The Perl6 docs state "By default, parameters are bound to their argument and marked as read-only." But running the following code:
# Example 1
sub f1 ( $x ) { say $x.VAR.WHAT; say $x.WHAT; say $x }
f1(1);
yields:
(Scalar)
(Int)
1
while this code:
# Example 2
my $y := 1;
say $y.VAR.WHAT; say $y.WHAT; say $y;
yields:
(Int)
(Int)
1
It's the (Scalar) in the output of Example1 that I do not understand: why is there a Scalar when I supposedly bind the Int 1 - argument to the identifier $x ? It seems as if the value 1 got "assigned" to $x, rather than "bound".
Scalar containers are also used to indicate items, and thus prevent flattening of them. In the absence of a type constraint, the implementation will conservatively wrap the incoming argument into a read-only Scalar container to avoid any unexpected flattening taking place.
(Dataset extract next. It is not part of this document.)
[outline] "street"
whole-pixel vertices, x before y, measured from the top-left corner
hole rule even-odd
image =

Contrast this:
sub foo($x) {
my @a = $x;
say @a.elems;
}
foo([1,2,3]);
Which outputs 1 (no flattening), with a sigilless binding:
sub foo(\x) {
my @a = x;
say @a.elems;
}
foo([1,2,3])
Which outputs 3, since no item context is imposed. Were the Scalar container not there, both would output 3.
In the presence of a non-Iterable type constraint, this wrapping will be omitted. Thus writing:
sub f1(Int $x) {
say $x.VAR.WHAT;
say $x.WHAT;
say $x
}
f1(1)
Will output:
(Int)
(Int)
1
With .VAR simply yielding identity on a non-container.